Green-Eyed Geisha said...

Melon: Riight! It feels so weird for me to be on the right now, even on foot.

Jeffrey: It is absurd. Unfortunately the law here considers bikes to be essentially vehicles in the category with cars, but there are all these weird exceptions to where bikes can techinally go (and of course no one pays them any heed). I bike on the street if the sidewalk is crowded but often it's impossible/scary/I don't go that fast.

Japan Australia: Indeed it is, there are a shitload of bike accidents.

Sarahf: Yes, thank you! I have so many times almost run into someone who at the last second decides to walk diagonally right into my path. Bike lanes are great, too bad they won't put them in here. There are some around the city on the sidewalks, which was such a waste of fucking money because the pedestrians are all over them.
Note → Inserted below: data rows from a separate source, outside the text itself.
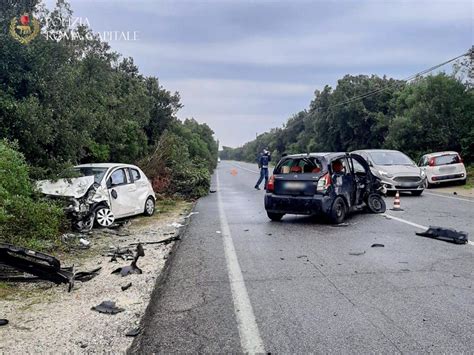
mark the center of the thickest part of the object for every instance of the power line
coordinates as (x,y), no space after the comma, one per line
(410,78)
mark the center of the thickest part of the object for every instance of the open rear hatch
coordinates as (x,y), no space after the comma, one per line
(304,184)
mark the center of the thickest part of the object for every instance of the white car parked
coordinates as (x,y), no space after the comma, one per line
(103,193)
(443,167)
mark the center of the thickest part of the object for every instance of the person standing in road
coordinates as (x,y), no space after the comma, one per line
(263,160)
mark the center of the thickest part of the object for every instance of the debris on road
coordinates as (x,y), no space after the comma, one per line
(396,203)
(107,307)
(86,275)
(84,242)
(123,253)
(357,253)
(191,214)
(133,332)
(132,268)
(340,225)
(176,225)
(445,234)
(164,241)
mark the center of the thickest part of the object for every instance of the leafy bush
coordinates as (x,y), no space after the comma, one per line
(174,172)
(25,219)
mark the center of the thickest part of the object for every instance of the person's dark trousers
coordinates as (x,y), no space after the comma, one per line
(263,175)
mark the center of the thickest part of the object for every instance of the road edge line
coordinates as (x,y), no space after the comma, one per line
(450,197)
(250,339)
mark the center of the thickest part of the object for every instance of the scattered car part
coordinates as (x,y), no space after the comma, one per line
(376,203)
(43,266)
(132,268)
(164,241)
(107,307)
(149,207)
(133,332)
(357,253)
(85,242)
(84,276)
(104,216)
(445,234)
(176,225)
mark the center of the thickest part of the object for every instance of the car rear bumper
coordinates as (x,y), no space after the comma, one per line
(307,205)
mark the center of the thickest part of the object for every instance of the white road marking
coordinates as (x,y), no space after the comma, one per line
(241,167)
(248,330)
(450,197)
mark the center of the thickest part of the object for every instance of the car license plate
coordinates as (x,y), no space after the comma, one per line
(294,186)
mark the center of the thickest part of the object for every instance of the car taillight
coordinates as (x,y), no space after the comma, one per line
(323,183)
(271,184)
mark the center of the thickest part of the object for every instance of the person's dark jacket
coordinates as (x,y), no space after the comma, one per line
(263,161)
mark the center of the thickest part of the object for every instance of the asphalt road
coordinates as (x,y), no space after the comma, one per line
(241,283)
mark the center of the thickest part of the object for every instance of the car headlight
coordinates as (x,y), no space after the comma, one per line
(385,174)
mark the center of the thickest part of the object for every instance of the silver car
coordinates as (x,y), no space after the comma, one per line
(396,170)
(102,193)
(443,167)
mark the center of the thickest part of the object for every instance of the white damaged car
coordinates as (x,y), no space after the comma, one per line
(102,193)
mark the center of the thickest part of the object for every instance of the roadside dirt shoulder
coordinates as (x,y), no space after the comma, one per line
(45,318)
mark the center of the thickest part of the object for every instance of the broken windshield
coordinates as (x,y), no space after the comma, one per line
(390,158)
(98,173)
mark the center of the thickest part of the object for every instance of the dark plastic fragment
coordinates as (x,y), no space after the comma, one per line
(107,307)
(445,234)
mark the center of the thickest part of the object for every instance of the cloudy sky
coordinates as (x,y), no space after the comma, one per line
(245,66)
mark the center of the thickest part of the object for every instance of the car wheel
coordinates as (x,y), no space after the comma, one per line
(376,203)
(84,225)
(275,216)
(149,207)
(104,217)
(338,210)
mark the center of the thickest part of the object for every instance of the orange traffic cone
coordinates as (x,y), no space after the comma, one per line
(396,202)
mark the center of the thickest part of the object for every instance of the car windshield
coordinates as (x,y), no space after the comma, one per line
(390,158)
(98,173)
(300,165)
(447,159)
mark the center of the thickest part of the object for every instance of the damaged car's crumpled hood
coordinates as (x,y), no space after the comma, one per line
(75,187)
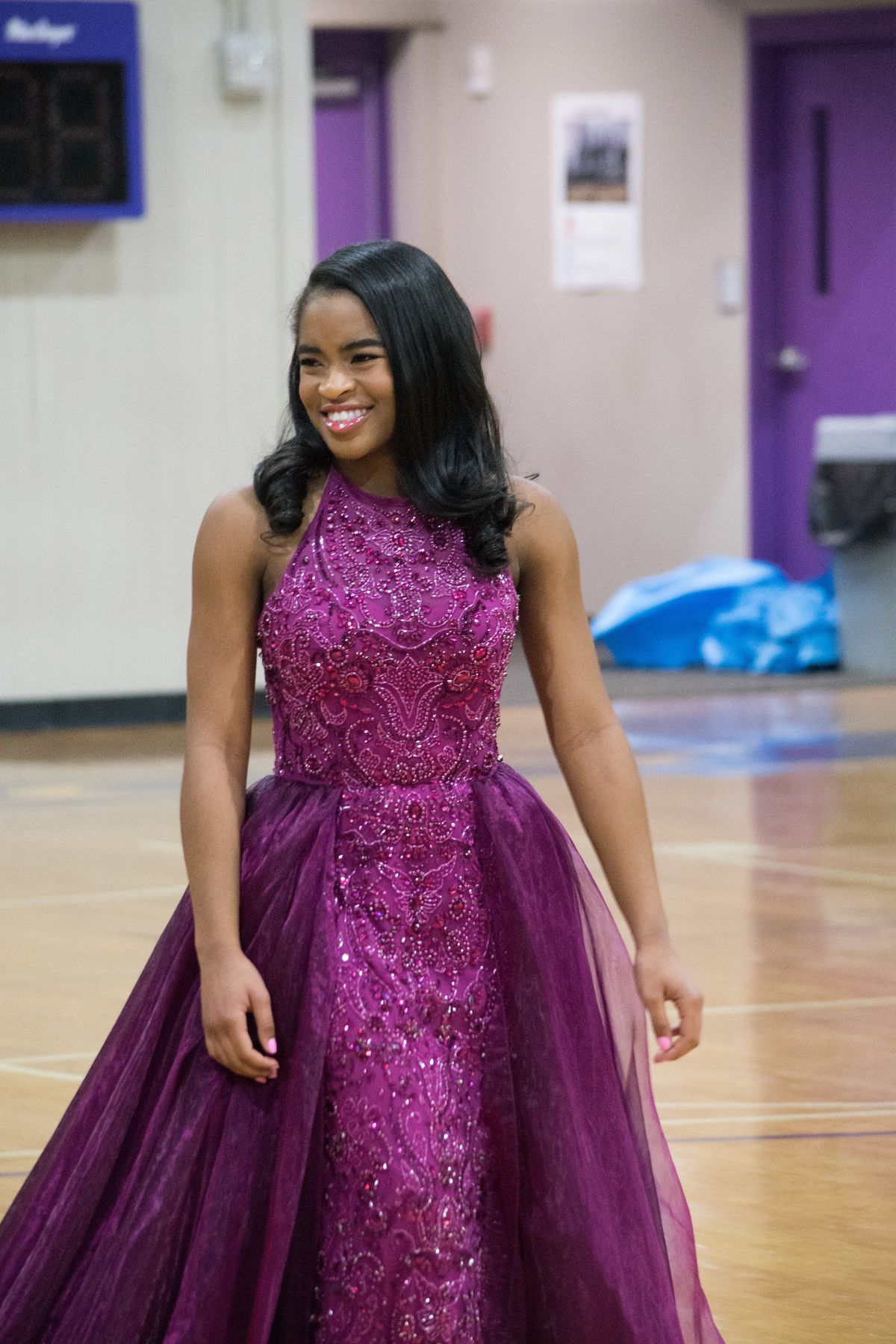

David: I switch around sometimes when foot traffic makes it impossible to go in a straight line but when I come head to head with people who are out to make me go around rather than cooperate, I usually do as you say and use my body to my advantage. I wish I could let it go sometimes but I can't bear the thought of yielding to some people...

Generic Jen B said...

Do you remember that crazy jogger lady who screamed at us to move over so she wouldn't have to slow down? Unrelated but I just remembered it and it made me snort. Ladies don't snort do they. Chuckle then. Which is what middled-aged folks with rosy cheeks and red noses do. I give up.

TheOctopus said...

Reminds me of the old guy I encountered cycling towards me on in the wrong direction on the inside lane of a busy three lane road.

I was buggered if I was going to veer out into whatever traffic was potentially coming from behind me just for the old fart's convenience so we had a nonverbal standoff until he got the message.